When you walk into Petrucci's, you might hear the same story you've heard three times before, but you might also hear how his heat has been turned off both here at the storefront and at his home. And that—how that came to be—has to be a fucking story and a half. Don is a character, yes. But, as an institution, he is also a metaphor: one person who could represent a whole block. A block someone thought significant enough to write a Wikipedia entry on. A block that could represent a whole city. And a city which could stand for a region which could stand for an economy which could stand for a recession which could stand for a people. Don is the type of person that Tim Russert would write a book about. Through him, you can understand so much. He's like Ragtime.
Eh. The only people Don could represent are the six old guys who sit in the back of his store and drink coffee and eat donuts and bitch about the neighborhood. They look like Drew Carey now, but even they don't know the price of one laundered shirt at Petrucci's. And love joy? They don't. Though that's probably overstated. Who doesn't love joy?
Previously: The Big Book of Friends
Luke Mazur is waiting this recession out at his parents' house in Buffalo.












In my hometown, we burnt the city to the ground the night before Halloween. Ah,Tradition!
Best one yet, Luke!
Wait!Wait!Wait!
Drew Carey hosts 'The Price is Right'!? OMFG!

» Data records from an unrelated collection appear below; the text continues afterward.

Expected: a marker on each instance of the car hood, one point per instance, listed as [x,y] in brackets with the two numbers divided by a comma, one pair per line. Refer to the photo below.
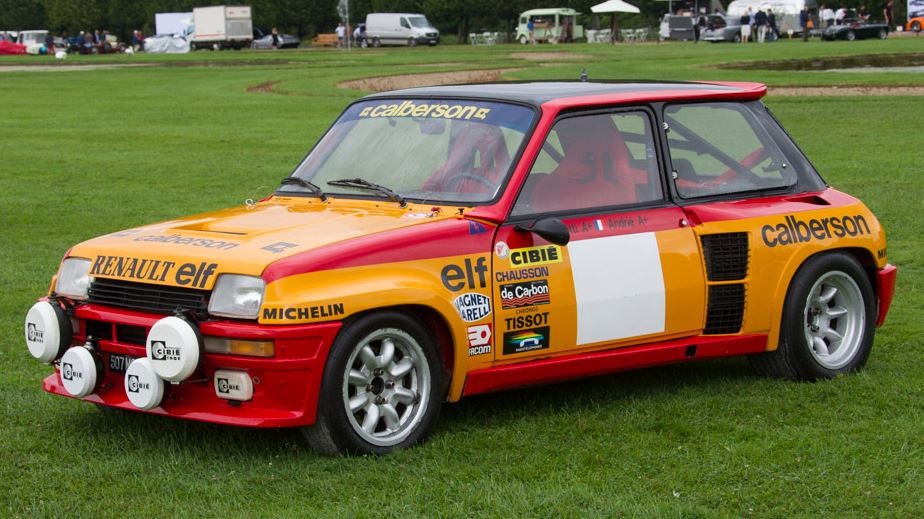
[192,251]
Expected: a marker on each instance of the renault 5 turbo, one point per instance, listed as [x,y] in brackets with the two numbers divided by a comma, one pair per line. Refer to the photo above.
[451,241]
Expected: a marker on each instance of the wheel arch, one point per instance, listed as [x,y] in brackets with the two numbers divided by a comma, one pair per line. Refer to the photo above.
[864,256]
[440,330]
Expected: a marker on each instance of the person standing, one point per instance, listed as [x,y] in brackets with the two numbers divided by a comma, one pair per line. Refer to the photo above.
[804,23]
[889,14]
[771,25]
[839,16]
[700,25]
[745,26]
[827,16]
[341,34]
[760,20]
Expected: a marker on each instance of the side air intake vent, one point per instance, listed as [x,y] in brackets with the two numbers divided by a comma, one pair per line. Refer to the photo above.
[726,256]
[726,309]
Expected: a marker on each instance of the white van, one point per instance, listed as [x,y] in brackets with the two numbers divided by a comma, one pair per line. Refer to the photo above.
[400,29]
[222,26]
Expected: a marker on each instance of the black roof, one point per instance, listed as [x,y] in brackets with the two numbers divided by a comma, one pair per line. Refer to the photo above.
[538,93]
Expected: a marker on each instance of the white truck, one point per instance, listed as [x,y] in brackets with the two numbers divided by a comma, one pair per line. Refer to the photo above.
[222,27]
[400,29]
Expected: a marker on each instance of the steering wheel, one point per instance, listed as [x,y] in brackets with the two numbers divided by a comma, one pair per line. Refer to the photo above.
[455,180]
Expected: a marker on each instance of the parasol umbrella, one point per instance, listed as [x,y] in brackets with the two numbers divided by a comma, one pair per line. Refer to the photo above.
[614,6]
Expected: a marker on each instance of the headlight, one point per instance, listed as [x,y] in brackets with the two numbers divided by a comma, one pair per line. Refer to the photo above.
[73,278]
[237,296]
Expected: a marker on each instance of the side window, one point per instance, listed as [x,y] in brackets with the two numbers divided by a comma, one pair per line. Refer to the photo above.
[593,161]
[721,148]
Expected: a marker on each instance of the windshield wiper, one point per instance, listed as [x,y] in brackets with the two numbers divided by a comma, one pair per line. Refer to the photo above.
[306,184]
[359,183]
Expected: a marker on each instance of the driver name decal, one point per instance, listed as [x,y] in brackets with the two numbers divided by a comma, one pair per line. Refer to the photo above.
[799,231]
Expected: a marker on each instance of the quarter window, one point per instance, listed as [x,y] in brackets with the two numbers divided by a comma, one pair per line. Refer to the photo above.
[593,161]
[721,148]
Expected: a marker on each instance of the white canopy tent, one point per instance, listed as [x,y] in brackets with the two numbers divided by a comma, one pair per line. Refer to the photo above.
[615,6]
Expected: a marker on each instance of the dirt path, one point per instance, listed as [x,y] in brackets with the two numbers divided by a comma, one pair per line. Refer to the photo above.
[844,91]
[70,68]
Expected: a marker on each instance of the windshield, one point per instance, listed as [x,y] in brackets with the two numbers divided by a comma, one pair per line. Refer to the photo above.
[452,151]
[419,21]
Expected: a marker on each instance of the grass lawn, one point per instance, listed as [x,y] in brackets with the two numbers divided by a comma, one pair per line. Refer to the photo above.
[85,153]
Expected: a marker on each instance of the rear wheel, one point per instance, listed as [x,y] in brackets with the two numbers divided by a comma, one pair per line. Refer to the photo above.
[828,321]
[382,387]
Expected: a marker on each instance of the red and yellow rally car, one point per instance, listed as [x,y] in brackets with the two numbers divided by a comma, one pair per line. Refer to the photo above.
[449,241]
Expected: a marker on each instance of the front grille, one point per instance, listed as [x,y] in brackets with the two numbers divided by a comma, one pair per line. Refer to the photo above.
[726,309]
[155,299]
[726,256]
[131,334]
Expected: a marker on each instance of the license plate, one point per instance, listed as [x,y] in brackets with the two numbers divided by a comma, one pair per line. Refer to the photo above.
[119,363]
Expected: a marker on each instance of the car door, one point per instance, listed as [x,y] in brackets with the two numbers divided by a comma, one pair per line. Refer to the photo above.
[631,272]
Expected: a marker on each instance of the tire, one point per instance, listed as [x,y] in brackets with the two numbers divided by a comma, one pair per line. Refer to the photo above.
[828,322]
[390,412]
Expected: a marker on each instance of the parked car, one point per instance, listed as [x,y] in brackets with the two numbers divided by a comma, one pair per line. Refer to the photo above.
[400,29]
[166,44]
[264,40]
[856,30]
[915,24]
[722,28]
[531,233]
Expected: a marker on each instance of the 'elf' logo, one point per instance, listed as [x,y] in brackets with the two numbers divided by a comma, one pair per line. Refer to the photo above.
[160,351]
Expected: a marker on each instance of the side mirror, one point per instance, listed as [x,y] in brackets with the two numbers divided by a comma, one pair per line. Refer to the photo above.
[551,230]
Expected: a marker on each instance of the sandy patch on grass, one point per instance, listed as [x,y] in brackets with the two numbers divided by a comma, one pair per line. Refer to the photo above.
[69,68]
[547,56]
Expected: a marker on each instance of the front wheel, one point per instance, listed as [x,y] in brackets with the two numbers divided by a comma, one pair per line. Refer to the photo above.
[828,321]
[382,387]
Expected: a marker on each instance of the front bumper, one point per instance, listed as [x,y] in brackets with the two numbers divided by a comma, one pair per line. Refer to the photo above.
[285,387]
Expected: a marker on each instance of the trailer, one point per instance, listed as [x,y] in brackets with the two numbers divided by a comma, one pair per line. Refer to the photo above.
[222,27]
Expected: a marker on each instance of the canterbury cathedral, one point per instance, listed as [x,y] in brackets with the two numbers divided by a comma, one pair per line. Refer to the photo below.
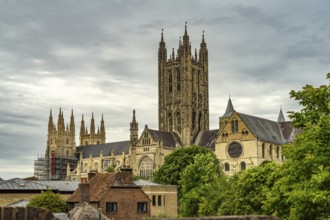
[241,141]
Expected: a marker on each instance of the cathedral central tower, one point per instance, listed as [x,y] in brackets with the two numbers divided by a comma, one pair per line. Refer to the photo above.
[183,99]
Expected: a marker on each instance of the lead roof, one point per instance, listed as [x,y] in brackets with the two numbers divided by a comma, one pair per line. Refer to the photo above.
[95,150]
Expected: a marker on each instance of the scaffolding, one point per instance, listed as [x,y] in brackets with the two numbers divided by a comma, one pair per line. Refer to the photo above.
[54,168]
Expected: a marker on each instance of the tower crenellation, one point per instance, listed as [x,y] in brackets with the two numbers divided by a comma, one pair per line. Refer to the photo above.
[93,136]
[183,89]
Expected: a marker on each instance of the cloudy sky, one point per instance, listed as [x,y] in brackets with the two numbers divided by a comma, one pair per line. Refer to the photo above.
[101,57]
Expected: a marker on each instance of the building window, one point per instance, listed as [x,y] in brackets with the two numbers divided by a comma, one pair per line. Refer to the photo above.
[235,150]
[263,150]
[170,122]
[178,122]
[178,80]
[142,206]
[159,200]
[227,168]
[111,207]
[146,167]
[170,82]
[234,126]
[153,200]
[243,165]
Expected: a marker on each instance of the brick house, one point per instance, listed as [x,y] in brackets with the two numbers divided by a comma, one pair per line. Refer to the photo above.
[115,193]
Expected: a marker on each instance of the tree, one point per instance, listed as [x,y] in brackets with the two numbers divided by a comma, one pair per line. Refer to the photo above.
[247,190]
[49,200]
[303,189]
[175,162]
[201,188]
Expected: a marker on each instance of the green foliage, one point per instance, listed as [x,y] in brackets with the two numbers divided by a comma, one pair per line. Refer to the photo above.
[303,189]
[315,103]
[49,200]
[247,190]
[200,186]
[110,169]
[170,171]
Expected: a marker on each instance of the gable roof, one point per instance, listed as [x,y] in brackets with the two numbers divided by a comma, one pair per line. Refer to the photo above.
[95,150]
[208,139]
[263,129]
[167,138]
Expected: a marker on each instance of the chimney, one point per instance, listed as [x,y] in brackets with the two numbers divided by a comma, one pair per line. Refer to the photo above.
[91,175]
[84,192]
[126,175]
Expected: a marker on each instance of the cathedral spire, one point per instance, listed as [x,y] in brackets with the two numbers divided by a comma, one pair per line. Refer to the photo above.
[72,126]
[230,108]
[134,129]
[162,37]
[50,123]
[281,117]
[185,30]
[92,129]
[82,126]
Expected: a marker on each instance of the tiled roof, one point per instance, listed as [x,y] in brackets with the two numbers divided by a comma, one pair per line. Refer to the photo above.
[208,139]
[167,138]
[18,184]
[263,129]
[106,148]
[142,182]
[99,185]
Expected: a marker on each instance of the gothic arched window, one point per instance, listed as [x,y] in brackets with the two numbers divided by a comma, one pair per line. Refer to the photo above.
[170,82]
[227,168]
[178,80]
[234,126]
[243,165]
[263,150]
[146,167]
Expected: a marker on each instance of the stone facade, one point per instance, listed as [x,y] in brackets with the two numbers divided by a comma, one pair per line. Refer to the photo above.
[110,192]
[183,90]
[246,141]
[183,117]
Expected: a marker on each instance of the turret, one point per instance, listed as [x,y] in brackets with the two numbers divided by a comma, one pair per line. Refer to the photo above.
[92,130]
[281,117]
[134,129]
[229,110]
[82,126]
[186,43]
[72,126]
[50,123]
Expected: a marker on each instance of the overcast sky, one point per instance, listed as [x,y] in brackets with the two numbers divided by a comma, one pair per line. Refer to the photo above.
[101,57]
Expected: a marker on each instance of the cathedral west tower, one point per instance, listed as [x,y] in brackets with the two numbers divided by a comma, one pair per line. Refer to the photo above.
[183,106]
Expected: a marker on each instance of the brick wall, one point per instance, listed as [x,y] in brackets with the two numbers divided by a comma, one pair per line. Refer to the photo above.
[126,199]
[30,213]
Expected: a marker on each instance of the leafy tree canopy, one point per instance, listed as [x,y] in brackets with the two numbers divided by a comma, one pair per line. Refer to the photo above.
[303,191]
[49,200]
[170,171]
[247,190]
[201,188]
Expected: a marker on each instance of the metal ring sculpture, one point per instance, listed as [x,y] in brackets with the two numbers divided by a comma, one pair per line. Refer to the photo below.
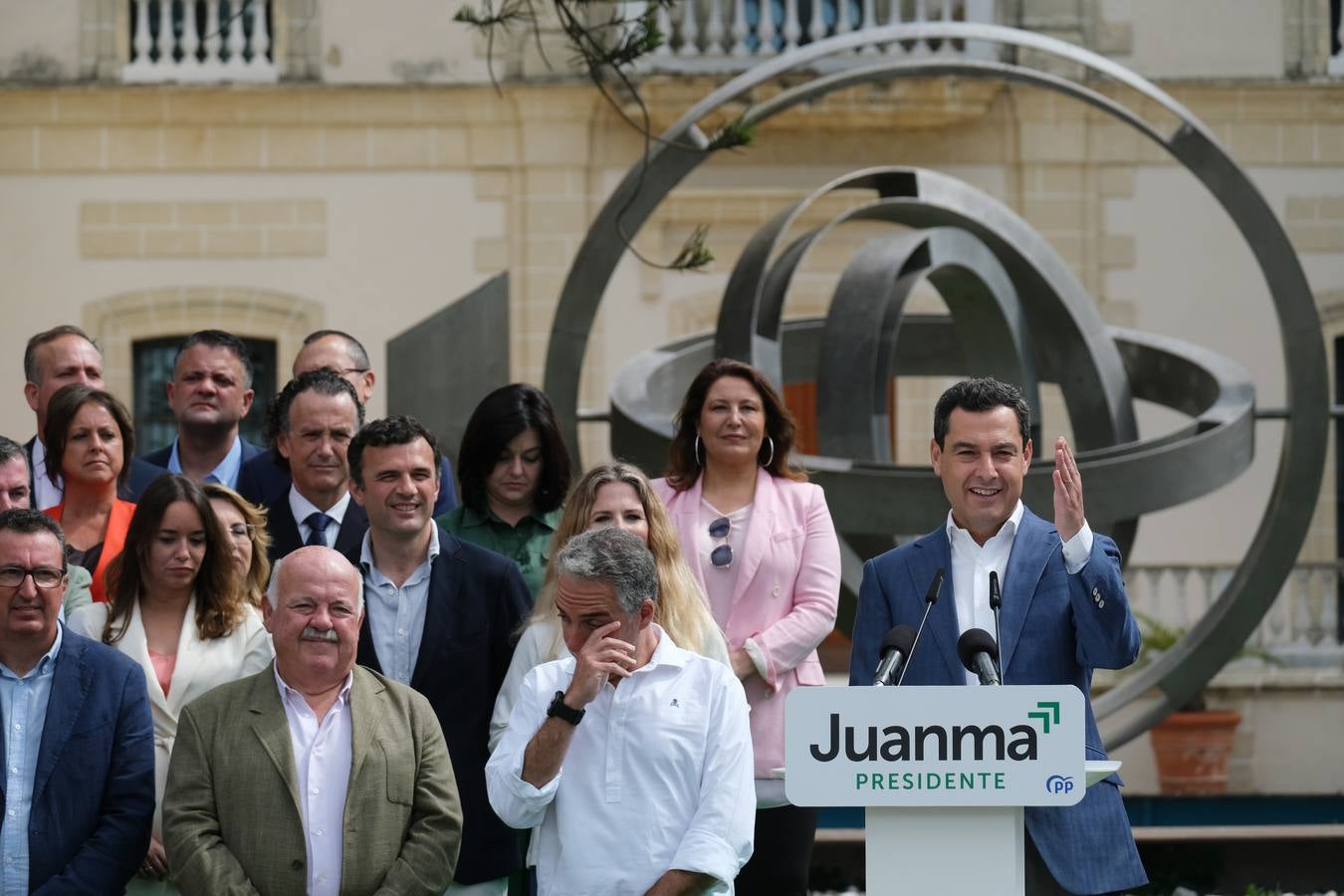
[1012,277]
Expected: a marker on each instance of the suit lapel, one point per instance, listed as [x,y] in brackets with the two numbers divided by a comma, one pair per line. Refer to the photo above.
[760,533]
[190,653]
[1031,550]
[271,724]
[687,523]
[69,688]
[349,537]
[932,554]
[365,716]
[284,531]
[444,581]
[136,645]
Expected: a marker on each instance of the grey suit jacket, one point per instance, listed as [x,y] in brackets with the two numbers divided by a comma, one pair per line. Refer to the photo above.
[231,818]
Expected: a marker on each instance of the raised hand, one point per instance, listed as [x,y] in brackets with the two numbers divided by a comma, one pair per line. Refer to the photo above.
[599,658]
[1068,492]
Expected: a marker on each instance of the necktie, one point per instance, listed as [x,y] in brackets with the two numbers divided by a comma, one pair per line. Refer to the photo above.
[318,524]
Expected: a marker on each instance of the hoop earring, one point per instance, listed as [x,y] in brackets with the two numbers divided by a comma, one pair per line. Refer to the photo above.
[772,452]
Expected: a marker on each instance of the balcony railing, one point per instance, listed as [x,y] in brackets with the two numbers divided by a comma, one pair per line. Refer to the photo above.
[199,42]
[1301,627]
[729,35]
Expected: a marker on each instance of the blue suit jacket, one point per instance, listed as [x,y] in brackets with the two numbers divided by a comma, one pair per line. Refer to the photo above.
[476,600]
[261,480]
[93,795]
[160,457]
[1056,627]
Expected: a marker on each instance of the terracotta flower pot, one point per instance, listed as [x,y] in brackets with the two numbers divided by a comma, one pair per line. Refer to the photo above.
[1193,750]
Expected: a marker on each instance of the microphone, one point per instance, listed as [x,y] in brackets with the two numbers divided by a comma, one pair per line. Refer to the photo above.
[995,602]
[895,650]
[930,598]
[978,652]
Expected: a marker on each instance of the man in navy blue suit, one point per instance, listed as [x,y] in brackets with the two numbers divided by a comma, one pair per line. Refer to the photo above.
[440,617]
[1064,611]
[77,739]
[51,358]
[210,394]
[265,479]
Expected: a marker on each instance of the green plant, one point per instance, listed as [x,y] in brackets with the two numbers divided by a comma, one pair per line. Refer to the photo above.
[1160,637]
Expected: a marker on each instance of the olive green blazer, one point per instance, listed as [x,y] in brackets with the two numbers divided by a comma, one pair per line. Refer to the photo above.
[231,818]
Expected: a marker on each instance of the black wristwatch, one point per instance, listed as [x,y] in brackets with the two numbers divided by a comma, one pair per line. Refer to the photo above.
[563,712]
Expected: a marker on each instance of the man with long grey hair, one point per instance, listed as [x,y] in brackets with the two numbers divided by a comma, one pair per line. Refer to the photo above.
[629,742]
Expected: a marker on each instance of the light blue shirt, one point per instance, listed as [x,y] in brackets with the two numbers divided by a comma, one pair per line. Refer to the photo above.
[227,470]
[396,615]
[23,712]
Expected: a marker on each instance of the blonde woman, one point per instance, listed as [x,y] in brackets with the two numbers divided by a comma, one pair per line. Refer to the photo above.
[614,493]
[175,607]
[245,524]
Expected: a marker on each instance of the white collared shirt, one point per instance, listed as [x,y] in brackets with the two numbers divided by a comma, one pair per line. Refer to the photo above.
[303,508]
[396,615]
[322,766]
[656,778]
[45,495]
[972,564]
[227,470]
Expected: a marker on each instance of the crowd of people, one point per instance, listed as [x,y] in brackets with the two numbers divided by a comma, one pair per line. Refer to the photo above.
[308,668]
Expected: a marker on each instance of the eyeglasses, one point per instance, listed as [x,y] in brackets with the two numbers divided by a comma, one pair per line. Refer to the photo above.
[241,531]
[722,555]
[42,576]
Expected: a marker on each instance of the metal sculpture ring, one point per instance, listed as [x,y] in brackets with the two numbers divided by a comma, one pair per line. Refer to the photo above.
[992,269]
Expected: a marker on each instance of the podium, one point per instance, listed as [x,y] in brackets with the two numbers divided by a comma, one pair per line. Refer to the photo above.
[944,776]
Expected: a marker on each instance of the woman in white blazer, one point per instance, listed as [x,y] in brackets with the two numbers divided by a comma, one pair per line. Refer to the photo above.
[175,606]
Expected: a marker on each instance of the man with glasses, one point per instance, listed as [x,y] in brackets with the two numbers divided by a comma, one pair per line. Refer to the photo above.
[262,479]
[78,784]
[316,416]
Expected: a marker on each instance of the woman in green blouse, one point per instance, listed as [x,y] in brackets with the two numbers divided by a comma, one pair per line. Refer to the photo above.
[514,472]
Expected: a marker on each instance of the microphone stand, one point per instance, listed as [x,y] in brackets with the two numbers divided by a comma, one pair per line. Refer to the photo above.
[930,598]
[995,602]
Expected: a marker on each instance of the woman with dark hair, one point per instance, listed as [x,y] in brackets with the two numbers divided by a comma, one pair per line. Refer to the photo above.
[91,442]
[245,524]
[761,543]
[175,607]
[514,472]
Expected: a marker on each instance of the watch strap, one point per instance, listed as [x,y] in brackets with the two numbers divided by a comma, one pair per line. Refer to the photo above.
[561,711]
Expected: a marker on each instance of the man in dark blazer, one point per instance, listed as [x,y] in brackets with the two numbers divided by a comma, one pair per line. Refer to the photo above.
[210,395]
[78,784]
[440,615]
[316,416]
[57,357]
[266,477]
[1064,611]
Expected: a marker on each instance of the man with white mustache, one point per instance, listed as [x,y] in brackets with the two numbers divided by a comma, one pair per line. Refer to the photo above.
[315,776]
[441,617]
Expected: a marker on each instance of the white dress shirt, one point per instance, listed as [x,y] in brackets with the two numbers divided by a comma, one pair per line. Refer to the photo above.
[972,564]
[45,495]
[396,615]
[322,766]
[656,778]
[303,508]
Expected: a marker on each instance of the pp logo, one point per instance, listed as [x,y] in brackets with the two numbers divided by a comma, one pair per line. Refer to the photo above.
[1059,784]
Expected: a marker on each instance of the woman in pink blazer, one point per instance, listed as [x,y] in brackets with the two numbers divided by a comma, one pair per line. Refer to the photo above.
[761,543]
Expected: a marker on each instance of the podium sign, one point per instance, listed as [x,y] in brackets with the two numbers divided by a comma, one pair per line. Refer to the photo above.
[1006,746]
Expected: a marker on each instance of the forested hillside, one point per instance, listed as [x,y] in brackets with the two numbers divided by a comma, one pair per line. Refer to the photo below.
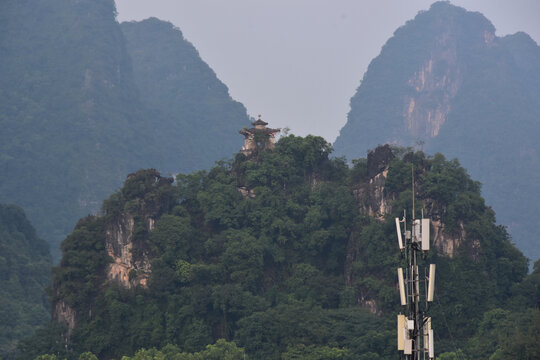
[24,273]
[446,83]
[72,117]
[290,255]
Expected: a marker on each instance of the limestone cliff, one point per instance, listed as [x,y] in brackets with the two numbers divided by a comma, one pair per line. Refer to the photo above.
[111,249]
[125,269]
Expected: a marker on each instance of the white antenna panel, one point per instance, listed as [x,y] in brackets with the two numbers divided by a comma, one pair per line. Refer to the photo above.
[398,230]
[431,285]
[431,350]
[401,287]
[401,332]
[425,234]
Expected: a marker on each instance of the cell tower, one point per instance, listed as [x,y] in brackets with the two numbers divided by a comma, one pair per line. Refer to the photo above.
[414,332]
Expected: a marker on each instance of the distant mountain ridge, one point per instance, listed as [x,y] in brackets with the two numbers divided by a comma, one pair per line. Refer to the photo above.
[195,107]
[76,116]
[446,83]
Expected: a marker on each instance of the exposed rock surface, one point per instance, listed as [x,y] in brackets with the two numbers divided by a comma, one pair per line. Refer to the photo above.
[125,269]
[447,83]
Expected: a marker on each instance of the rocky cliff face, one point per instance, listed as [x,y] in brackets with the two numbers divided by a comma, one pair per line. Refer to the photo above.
[125,269]
[446,82]
[112,249]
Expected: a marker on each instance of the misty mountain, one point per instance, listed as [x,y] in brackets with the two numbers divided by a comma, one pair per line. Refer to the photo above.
[446,83]
[74,121]
[24,272]
[289,253]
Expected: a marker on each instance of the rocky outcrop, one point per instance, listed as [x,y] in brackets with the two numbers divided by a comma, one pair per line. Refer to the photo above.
[433,88]
[126,269]
[64,314]
[371,196]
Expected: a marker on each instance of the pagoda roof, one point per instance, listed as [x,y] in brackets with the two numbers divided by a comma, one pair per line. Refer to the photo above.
[246,131]
[259,122]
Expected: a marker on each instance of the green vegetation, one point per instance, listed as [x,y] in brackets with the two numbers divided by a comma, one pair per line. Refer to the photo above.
[184,93]
[272,253]
[24,273]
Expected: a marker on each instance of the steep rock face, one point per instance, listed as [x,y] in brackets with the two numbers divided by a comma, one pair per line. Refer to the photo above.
[125,269]
[447,83]
[64,314]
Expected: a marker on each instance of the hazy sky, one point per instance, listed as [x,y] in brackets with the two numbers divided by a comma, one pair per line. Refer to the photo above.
[298,62]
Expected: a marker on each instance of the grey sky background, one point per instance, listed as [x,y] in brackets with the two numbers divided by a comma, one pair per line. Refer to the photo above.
[298,62]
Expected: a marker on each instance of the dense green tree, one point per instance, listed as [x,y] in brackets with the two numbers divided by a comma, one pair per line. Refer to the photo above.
[24,273]
[274,252]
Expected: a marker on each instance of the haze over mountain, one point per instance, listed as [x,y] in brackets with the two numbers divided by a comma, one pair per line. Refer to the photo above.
[73,120]
[445,83]
[289,254]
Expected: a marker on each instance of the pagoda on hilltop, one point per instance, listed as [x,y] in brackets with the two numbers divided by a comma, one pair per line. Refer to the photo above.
[259,137]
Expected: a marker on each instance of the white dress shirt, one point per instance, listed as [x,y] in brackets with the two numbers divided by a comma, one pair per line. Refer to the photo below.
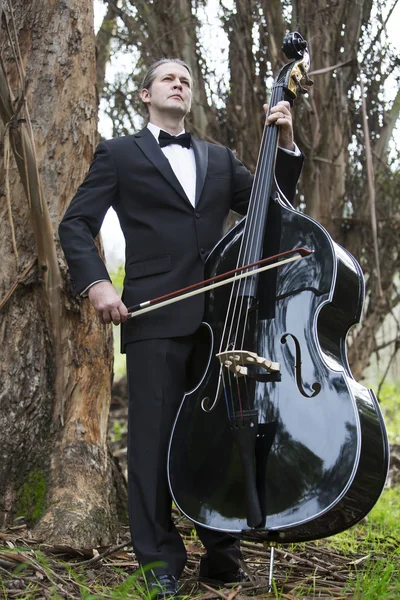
[182,162]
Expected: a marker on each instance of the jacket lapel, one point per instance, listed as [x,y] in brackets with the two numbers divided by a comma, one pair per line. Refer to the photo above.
[150,148]
[200,149]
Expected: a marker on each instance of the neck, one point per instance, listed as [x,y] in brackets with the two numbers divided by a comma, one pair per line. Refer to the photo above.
[168,123]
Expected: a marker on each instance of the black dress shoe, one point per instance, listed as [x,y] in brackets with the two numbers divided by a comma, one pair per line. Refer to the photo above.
[219,579]
[165,586]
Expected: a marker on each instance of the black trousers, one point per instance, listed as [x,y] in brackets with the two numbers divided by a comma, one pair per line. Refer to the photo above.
[157,380]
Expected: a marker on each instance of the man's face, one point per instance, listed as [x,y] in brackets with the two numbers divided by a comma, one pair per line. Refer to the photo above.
[170,92]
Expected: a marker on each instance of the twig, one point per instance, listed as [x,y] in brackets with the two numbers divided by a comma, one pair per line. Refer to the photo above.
[371,187]
[107,552]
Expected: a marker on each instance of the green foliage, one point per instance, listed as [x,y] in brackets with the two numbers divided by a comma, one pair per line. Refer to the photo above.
[31,497]
[389,397]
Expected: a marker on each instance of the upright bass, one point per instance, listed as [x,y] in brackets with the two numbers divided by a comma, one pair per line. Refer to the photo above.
[277,441]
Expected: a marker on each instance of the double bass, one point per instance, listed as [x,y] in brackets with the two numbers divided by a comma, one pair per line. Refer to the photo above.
[277,442]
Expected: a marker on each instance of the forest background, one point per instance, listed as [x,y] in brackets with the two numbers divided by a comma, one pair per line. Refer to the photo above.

Seriously though, I very much enjoyed this. A bit of small-town nostalgia without the bullshit wash over one finds, say, in GOP rhetoric.
Yes! This is very dreamy and moving, but not maudlin or sentimental, and very sharp. I would buy a book that spoke in this tone/voice.
I would borrow that book from you!
Is this near Walden and Bailey? Cuz if it is, you and I should tawk.
basically. my fam lives off of walden also.
Really, really good. The whole Wiki thing makes me weirdly happy. My husband is another one–bowls around Wikipedia recording all this arcane stuff about Malawi (where he grew up.)
I think the author should go over there (to Wikipedia I mean, not Malawi) and totally fill in all the blanks about Buffalo, Lovejoy and environs, etc. and then send us a link. I would so love to read that.
I like replacing all of the 'Buffalo' mentions with 'Rochester' in these stories.
I actually remember "Beggar's night" being a thing, in Buffalo, but I also remember going trick-or-treaing on Halloween, for some reason? Actually, what I mostly remember is having come up with these fairly elaborate (and AWESOME) costumes that my mom would help make, only to find that come October 31st (or maybe 30th) it would be cold and I would have to put a heavy jacket over it, which just crushed me, every year. I'm not sure why I didn't come up with costumes that a jacket could be integrated into. Kids are dumb, I guess? But you'd think my mom would have figured it out after a couple of years.
I remember the year my princess costume was ruined by a heavy coat and moon boots. Tragic.
I remember traveling to other neighborhoods (my grandmother's one year, a friend's aunt's another) outside of Cleveland for "Beggar's night," but for some reason I always had the impression that it was held a day earlier for safety/bad neighborhood purposes. Which, in hindsight, doesn't really make sense.
Also, I wrote an enthusiastic mass email when I learned via wiki that Eric Carmen went to my high school … uuhh, yeah, nada.
Doesn't David Sedaris talk about Beggar's Night in "Dress Your Family in Corduroy?"
i hope so! i love imagining him and amy on beggars' night
Me too, in fat suits and really ugly, rotting false teeth.
Its really suprising that lovejoy has such a specific entry, because i've been earnestly trying to update the Buffalo wikipedia page to include the common nickname "The B Snack" for years, and have been routinely denied.